The Cargomaster Proved to Be the Magic Ticket for Airlifter Design the World Over
On 23 April 1956, the Douglas C-133 Cargomaster flew for the first time. The forgotten link between the war-built and designed transports and the airlifters that replaced it, the Cargomaster was the first American strategic transport designed for direct loading from ground level and the first and largest powered by turboshaft engines.
Also unique in that it combined a high-mounted wing with faired fuselage-mounted retractable landing gear, the C-133 was the template followed by the vast majority of the airlifters designed and built after it, not just in the United States, but around the world. And it sounded really awesome – more like a B-36 Peacemaker than anything else before or since. If you have ever heard one in flight, you know.

Strategic From the Start
Designed to be a strategic airlifter as opposed to a tactical airlifter such as the Lockheed C-130 Hercules, the Cargomaster had a 97-foot-long cargo compartment that was more than 13 feet high, pressurized, heated, and ventilated.
The C-133A and C-133B differed primarily in the configuration of the rear cargo doors. The B model Cargomaster had rear cargo doors that opened to the side, allowing it to carry outsize cargo like the SM-65 Atlas, LGM-25 Titan, and LGM-30 Minuteman series of ballistic missiles.
C-133s delivered these missiles by the hundreds to their bases. They also delivered them to Cape Canaveral for use as spacecraft boosters. Eventually, all Cargomasters were reworked to make them capable of carrying these strategic loads.

From Drawing Board Straight to Production
Douglas never did build a prototype Cargomaster. The airlifter went straight into production off the drawing board. The first to be built were 35 C-133As, which were delivered to the United States Air Force (USAF) Military Air Transport Service (MATS) beginning in August 1957. These 25 C-133As were followed by 15 C-133Bs.
Soon, Cargomasters were flying MATS cargo flights all over the world. On their inaugural flights from the United States to European bases, two C-133As established transatlantic speed records for transport aircraft. When MATS became Military Airlift Command (MAC) in 1966, the Cargomasters just kept on doing what they did best.

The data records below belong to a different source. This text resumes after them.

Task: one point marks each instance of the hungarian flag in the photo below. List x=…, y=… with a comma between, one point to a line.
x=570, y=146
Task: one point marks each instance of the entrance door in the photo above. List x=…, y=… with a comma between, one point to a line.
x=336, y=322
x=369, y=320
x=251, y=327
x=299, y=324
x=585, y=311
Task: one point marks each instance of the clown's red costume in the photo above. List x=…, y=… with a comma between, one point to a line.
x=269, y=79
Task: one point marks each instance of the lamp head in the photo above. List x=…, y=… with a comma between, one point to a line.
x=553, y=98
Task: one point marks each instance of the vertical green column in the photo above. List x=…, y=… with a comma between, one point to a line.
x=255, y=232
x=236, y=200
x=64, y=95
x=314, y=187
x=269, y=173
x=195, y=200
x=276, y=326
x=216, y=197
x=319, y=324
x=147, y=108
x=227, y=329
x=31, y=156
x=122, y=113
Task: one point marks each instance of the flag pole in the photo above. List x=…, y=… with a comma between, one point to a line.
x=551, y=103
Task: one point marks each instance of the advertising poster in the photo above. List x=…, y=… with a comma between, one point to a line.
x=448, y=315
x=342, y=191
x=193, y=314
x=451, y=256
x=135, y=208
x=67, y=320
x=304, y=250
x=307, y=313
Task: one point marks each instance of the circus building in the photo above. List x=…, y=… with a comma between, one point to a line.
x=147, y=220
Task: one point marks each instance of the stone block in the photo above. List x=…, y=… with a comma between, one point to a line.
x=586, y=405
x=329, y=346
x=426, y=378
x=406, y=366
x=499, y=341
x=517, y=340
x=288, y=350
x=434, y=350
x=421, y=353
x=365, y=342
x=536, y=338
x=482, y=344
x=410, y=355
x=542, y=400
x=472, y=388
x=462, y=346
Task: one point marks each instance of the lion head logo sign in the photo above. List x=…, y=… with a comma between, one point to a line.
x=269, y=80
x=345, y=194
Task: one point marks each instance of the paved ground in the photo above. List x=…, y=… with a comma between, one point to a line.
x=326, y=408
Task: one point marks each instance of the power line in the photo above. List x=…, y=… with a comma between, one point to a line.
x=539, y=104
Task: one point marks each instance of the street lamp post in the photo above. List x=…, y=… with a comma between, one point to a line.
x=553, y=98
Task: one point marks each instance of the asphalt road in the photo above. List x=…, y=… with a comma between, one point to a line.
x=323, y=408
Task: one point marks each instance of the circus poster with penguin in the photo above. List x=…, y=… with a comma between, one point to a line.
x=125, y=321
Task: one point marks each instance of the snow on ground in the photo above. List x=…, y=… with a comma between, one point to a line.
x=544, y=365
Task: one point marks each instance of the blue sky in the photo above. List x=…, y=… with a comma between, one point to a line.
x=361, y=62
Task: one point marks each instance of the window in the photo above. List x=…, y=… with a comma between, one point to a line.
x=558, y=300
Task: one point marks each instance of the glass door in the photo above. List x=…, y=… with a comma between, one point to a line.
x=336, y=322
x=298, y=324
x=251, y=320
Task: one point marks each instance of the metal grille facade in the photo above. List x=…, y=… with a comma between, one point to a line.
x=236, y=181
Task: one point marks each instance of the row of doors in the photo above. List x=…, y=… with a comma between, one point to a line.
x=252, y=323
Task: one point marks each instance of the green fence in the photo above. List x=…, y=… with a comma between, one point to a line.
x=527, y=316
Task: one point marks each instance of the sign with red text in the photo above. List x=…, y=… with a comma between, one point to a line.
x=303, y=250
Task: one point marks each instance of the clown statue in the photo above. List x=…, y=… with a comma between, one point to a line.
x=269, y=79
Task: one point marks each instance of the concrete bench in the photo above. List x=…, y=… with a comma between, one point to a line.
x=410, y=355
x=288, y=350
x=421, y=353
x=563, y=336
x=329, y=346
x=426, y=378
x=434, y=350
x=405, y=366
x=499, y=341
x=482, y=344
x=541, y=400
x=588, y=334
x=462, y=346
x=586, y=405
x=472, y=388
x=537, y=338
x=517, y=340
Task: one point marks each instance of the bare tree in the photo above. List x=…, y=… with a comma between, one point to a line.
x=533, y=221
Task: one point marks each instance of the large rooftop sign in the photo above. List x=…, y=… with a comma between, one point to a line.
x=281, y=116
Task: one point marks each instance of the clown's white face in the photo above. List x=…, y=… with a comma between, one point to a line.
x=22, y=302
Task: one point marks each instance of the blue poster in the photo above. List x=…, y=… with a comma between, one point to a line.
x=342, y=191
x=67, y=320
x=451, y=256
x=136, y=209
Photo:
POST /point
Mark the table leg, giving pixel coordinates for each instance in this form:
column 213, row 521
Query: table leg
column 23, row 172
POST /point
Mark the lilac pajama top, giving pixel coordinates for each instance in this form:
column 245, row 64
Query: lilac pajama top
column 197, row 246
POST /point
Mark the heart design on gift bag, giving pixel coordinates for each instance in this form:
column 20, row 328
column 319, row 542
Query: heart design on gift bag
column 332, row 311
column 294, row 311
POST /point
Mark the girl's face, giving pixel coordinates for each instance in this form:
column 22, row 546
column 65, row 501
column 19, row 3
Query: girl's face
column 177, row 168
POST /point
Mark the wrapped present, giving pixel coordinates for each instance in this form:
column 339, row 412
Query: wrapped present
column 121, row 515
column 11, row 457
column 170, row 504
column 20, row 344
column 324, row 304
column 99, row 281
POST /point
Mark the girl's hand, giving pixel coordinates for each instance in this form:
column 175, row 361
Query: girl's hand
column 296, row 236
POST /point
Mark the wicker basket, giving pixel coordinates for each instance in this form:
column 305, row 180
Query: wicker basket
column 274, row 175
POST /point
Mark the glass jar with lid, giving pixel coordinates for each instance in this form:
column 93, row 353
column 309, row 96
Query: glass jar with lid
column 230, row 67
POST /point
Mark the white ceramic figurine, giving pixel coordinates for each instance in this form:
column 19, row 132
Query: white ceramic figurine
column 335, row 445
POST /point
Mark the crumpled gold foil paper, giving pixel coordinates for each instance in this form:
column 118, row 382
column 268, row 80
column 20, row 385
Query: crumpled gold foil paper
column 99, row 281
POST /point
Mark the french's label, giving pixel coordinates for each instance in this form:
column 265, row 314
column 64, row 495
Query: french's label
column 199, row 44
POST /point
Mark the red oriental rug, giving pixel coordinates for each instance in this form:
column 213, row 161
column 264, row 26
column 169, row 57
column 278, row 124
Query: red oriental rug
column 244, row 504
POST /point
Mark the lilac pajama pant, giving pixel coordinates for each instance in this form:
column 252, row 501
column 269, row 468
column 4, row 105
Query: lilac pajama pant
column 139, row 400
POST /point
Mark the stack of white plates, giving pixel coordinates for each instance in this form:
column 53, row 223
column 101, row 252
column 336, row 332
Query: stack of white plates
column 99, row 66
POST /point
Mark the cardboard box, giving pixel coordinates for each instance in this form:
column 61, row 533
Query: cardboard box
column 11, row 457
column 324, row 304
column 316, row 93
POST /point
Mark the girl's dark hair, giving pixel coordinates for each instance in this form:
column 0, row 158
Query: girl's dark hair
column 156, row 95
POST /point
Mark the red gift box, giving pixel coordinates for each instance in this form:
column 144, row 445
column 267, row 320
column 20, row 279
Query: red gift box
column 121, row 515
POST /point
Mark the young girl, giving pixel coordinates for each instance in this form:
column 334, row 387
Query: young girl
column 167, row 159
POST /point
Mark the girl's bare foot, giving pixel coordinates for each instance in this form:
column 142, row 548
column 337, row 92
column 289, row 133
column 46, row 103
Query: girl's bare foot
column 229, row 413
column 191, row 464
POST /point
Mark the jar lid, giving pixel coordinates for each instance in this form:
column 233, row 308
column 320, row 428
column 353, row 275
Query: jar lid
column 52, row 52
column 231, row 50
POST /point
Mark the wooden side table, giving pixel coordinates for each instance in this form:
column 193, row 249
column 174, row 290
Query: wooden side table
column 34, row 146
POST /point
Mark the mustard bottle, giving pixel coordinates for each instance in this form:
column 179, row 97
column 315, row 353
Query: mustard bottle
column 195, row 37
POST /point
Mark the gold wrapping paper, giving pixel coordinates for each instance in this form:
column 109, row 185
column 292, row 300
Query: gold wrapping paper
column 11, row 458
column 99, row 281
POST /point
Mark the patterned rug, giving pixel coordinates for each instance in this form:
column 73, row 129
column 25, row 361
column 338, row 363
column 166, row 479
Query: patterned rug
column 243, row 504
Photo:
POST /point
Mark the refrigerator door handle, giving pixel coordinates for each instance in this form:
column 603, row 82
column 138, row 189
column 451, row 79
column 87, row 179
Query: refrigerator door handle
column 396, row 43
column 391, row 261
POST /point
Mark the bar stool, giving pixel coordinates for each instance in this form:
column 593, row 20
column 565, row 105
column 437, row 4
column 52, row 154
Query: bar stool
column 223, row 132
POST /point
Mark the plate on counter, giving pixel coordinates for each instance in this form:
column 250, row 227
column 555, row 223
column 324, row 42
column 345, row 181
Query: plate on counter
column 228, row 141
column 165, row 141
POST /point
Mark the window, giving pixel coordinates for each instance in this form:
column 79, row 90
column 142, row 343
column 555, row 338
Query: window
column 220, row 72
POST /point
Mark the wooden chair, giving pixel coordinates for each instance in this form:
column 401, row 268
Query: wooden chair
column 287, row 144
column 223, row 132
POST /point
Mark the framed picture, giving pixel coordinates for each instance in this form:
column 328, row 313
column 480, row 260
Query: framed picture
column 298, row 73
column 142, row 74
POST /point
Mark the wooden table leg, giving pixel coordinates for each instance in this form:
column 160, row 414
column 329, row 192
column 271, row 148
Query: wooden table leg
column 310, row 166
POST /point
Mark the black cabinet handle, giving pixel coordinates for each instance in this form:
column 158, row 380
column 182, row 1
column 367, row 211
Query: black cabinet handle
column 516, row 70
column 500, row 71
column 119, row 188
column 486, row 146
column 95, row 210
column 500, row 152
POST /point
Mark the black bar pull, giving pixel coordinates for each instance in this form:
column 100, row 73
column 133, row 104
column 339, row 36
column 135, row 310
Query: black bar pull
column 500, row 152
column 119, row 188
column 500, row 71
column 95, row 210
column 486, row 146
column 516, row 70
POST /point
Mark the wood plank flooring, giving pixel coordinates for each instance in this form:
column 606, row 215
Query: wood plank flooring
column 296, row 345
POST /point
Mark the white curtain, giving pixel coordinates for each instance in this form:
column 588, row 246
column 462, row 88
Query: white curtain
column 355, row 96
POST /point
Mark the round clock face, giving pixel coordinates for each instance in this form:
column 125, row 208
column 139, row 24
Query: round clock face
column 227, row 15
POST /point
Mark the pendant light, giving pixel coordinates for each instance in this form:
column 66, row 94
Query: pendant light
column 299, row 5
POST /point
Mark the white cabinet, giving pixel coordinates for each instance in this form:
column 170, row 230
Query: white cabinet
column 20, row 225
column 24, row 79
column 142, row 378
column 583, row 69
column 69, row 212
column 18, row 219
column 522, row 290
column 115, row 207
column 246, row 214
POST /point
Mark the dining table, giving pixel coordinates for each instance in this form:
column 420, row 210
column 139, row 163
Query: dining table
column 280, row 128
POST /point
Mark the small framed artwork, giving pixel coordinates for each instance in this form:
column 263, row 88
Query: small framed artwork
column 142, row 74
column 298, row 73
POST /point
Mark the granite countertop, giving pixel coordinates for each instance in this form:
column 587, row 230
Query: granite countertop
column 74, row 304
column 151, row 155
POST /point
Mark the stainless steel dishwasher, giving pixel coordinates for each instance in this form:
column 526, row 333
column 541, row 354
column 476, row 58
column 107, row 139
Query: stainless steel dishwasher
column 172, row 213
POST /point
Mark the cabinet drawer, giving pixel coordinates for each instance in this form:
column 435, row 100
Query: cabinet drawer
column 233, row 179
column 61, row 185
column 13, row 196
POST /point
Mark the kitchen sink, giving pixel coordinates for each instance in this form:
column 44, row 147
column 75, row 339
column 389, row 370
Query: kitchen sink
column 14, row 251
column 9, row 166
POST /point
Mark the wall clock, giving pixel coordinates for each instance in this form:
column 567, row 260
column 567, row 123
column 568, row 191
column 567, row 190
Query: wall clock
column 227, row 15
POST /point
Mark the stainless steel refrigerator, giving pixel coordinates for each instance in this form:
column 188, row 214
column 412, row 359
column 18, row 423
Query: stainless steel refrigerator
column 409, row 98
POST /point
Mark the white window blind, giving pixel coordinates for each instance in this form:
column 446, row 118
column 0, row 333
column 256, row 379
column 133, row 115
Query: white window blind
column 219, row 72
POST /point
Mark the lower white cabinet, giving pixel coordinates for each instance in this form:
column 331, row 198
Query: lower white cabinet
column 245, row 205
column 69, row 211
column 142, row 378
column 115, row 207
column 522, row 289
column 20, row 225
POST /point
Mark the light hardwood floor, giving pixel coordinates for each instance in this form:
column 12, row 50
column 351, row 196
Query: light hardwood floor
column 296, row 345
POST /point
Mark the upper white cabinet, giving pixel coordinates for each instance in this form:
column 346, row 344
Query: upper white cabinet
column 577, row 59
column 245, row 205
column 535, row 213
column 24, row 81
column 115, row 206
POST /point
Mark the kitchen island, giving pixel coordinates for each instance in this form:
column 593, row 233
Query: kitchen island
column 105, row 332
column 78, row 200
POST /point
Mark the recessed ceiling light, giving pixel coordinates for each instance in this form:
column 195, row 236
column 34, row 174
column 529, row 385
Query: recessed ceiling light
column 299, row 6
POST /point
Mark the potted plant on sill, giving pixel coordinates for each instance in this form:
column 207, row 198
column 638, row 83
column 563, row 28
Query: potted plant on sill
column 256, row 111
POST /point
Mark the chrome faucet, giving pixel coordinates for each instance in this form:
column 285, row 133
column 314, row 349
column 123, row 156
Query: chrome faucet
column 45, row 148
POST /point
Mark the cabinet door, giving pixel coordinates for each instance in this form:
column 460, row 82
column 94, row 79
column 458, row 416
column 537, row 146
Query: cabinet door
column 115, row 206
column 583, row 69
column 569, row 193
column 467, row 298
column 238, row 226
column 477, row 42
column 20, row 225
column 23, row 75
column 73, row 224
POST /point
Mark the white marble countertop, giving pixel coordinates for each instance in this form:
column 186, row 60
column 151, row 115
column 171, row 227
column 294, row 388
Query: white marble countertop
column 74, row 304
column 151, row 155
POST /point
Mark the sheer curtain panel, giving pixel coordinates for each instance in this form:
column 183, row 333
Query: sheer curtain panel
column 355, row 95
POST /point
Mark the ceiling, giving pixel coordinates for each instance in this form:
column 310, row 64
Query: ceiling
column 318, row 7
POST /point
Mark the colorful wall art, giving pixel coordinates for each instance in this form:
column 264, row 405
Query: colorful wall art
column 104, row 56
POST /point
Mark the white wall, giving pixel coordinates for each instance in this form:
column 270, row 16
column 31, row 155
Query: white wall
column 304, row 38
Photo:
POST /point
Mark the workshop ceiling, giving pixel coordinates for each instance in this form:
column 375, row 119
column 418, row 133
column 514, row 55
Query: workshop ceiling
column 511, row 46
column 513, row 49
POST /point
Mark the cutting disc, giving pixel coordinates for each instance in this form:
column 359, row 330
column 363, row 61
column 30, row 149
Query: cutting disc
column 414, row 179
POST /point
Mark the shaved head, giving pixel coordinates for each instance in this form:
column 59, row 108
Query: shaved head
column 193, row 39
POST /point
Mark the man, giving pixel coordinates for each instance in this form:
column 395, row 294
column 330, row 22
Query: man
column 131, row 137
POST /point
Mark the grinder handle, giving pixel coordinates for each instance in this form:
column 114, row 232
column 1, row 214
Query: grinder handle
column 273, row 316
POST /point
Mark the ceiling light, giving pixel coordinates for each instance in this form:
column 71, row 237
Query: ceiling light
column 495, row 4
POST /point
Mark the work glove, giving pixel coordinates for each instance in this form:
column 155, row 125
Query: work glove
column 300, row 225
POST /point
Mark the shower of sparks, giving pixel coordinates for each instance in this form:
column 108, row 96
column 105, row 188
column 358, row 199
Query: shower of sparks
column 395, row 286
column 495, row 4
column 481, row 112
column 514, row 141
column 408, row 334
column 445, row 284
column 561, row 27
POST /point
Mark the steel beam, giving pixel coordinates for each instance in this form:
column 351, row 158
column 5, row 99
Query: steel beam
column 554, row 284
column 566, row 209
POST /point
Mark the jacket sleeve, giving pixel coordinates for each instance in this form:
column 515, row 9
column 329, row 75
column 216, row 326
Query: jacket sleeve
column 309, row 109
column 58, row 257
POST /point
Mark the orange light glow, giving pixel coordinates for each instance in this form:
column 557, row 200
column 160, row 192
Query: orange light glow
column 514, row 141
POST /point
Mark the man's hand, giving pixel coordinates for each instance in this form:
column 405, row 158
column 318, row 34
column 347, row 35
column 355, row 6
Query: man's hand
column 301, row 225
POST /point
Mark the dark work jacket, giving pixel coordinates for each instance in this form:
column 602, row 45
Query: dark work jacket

If It Didn’t Fit It Didn’t Fly
The Cargomasters proved exceptionally versatile and valuable during the Vietnam War, when they were responsible for carrying the largest airliftable components and vehicles back and forth between Southeast Asia and America.
In simplest terms, if it wouldn’t fit in a Lockheed C-141 Starlifter, it would probably fit into a Cargomaster.
The C-133’s cargo area was 27 feet longer, four feet higher, and nearly two feet wider than that of the C-141. If it was too big (or too heavy) for the Cargomaster, then it was shipped in pieces or went to the war zone on a boat instead.

The Sound of Shaft Horsepower
Powered by four Pratt & Whitney T-34 turboshaft engines turning 18-foot three-bladed propellers, a distinctive feature of the C-133A was the sound it made in flight. The thrust of the engines was controlled by propeller blade pitch alone – the engines were constant-speed.
This arrangement was every bit as complicated as it sounds, and malfunctions caused several operational losses. The C-133B had uprated T-34s that produced a combined 4,000 more shaft horsepower but sounded and operated the same.
The airlifter cruised at a shade more than 320 miles per hour and could lift 55 tons of cargo. The cargo hold load height was the same, five feet off the ground, as the airlifters that eventually replaced it.

That Cargo Cavern
And into that cargo hold went the darnedest things.
For instance, the C-133 could carry one Boeing Vertol CH-47 Chinook helicopter, one Sikorsky CH-54 Skycrane helicopter, two Sikorsky HH-3 Jolly Green Giant helicopters, five UH-1 Iroquois (Huey) helicopters, four Cessna O-1 Bird Dog aircraft, or one McDonnell Douglas F-4 Phantom II.
The aforementioned ballistic missiles could all be carried along with PGM-17 Thor, SM-62 Snark, or AGM-28 Hound Dog tactical missiles. C-133s could also carry 11 standard pallets of general cargo.